Databricks Unity Catalog: Centralized Governance for Your Lakehouse

Databricks Unity Catalog: Centralized Governance for Your Lakehouse

Celestinfo Software Solutions Pvt. Ltd. Sep 04, 2025

Quick answer: Unity Catalog is Databricks' centralized governance layer that replaces per-workspace Hive Metastores with a single control plane. It gives you a 3-level namespace (catalog.schema.table), cross-workspace access control via SQL GRANT statements, automatic column-level lineage, and built-in Delta Sharing for external data distribution. You'll need a Premium or Enterprise Databricks plan to use it.

Last updated: September 2025

Introduction

Most Databricks deployments start simple: one workspace, one Hive Metastore, a handful of engineers who know where everything lives. Then the second workspace appears. Then the third. Suddenly the data science team can't access the tables the data engineering team built, nobody knows which tables contain PII, and the security audit turns into a scavenger hunt across 6 separate metastores. That's the problem Unity Catalog was built to solve.


Unity Catalog provides a single governance layer across all your Databricks workspaces. Instead of managing access controls, metadata, and lineage separately in each workspace, you define everything once and it applies everywhere. This guide covers how Unity Catalog works, how to set it up, and the gotchas you'll hit during migration.

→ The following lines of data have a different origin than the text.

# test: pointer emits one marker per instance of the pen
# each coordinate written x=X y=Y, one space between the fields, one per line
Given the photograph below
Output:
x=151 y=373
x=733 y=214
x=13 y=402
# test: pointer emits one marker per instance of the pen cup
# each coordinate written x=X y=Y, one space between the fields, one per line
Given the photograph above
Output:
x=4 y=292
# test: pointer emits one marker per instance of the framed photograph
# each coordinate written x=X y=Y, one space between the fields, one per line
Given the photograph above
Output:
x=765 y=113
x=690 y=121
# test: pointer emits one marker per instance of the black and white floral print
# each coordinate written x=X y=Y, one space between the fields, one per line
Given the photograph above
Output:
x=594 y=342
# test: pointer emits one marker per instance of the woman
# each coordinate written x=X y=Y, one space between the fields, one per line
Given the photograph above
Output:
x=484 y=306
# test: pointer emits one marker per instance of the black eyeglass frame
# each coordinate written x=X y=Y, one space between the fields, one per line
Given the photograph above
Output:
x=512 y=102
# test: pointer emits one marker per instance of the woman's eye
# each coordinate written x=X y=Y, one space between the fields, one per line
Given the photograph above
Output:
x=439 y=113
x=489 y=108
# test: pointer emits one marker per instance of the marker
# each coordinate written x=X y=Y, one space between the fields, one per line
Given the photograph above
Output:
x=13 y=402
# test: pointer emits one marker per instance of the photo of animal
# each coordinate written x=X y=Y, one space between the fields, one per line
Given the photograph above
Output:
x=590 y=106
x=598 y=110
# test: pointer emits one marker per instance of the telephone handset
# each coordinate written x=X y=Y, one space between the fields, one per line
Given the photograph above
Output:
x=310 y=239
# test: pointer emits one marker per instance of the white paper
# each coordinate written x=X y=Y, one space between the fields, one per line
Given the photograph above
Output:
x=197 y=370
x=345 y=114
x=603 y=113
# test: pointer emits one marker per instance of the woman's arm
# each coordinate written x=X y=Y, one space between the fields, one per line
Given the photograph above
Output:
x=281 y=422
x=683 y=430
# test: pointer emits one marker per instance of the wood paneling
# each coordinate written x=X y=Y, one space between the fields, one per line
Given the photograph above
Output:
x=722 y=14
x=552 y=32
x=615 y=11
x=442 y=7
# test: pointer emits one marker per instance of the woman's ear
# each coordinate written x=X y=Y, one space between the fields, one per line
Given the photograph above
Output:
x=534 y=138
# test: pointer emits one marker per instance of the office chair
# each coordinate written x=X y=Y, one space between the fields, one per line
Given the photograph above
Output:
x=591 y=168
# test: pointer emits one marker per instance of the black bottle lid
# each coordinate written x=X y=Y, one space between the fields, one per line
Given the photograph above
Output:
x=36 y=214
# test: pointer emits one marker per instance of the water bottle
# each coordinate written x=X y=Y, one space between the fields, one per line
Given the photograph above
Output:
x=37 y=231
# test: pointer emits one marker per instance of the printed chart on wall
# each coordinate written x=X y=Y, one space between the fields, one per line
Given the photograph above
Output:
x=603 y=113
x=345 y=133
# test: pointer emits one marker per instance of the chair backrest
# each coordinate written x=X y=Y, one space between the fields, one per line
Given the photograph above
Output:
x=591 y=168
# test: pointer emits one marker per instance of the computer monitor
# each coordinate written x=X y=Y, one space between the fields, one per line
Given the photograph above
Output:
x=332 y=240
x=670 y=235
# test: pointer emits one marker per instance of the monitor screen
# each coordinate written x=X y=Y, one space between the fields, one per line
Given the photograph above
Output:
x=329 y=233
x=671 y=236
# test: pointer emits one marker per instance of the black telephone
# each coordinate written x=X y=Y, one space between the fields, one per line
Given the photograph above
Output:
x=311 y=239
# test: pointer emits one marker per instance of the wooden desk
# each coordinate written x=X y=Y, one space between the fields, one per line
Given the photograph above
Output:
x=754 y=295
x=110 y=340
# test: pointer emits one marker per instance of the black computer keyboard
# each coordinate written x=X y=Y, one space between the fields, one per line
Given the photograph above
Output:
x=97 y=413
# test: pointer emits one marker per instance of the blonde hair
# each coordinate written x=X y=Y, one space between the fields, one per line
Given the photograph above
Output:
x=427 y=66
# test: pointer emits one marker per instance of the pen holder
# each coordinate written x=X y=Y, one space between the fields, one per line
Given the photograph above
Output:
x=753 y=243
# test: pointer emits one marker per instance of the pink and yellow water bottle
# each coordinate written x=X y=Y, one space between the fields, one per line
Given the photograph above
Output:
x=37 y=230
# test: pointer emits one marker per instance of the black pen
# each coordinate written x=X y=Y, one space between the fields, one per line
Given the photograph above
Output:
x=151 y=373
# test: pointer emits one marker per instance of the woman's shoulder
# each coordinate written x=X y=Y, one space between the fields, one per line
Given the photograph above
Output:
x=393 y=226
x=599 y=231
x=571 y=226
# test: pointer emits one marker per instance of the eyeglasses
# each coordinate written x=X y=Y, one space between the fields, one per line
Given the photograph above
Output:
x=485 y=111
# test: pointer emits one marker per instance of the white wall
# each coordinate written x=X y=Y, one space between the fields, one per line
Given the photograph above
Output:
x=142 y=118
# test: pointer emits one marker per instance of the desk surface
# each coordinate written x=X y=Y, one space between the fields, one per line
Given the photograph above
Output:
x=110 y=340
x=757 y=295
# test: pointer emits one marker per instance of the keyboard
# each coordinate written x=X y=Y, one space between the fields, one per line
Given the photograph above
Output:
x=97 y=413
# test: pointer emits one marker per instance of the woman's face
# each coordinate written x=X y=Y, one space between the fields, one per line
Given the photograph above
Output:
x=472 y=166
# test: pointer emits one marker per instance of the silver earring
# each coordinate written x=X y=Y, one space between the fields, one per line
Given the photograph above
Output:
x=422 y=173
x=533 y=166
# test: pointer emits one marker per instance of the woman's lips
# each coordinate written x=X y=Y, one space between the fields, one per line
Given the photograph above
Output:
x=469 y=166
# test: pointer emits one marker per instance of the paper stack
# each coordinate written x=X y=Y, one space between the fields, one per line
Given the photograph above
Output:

The Problem: Fragmented Governance


Without Unity Catalog, every Databricks workspace gets its own Hive Metastore. That creates three specific headaches:



Unity Catalog replaces this fragmented model with a centralized metastore that all workspaces share. One place to define access policies. One place to track lineage. One audit log.


The 3-Level Namespace


Unity Catalog introduces a 3-level naming convention that replaces the flat database.table structure in Hive Metastore:


Unity Catalog Namespace
catalog.schema.table

-- Examples:
production.sales.orders
staging.marketing.campaigns
sandbox.data_science.churn_predictions


This hierarchy lets you grant access at any level. Give a team access to an entire catalog, a single schema, or a specific table. Permissions cascade downward: a GRANT on a catalog applies to every schema and table inside it.


Setting Up Unity Catalog


Setup involves 4 steps: creating a metastore, assigning it to workspaces, configuring storage credentials, and defining external locations.


Step 1: Create the Metastore


A Unity Catalog metastore is the top-level container for all your metadata. You create one metastore per region (Databricks requires the metastore and workspaces to be in the same cloud region). The metastore needs a root storage location in your cloud account - this is where managed tables store their data by default.


You create the metastore in the Databricks Account Console (not in a workspace). Only account admins can do this.


Step 2: Assign Workspaces


After creating the metastore, assign it to one or more workspaces. Each workspace can only be assigned to one metastore. Once assigned, users in that workspace can access any catalog they've been granted permissions on - regardless of which workspace created the catalog.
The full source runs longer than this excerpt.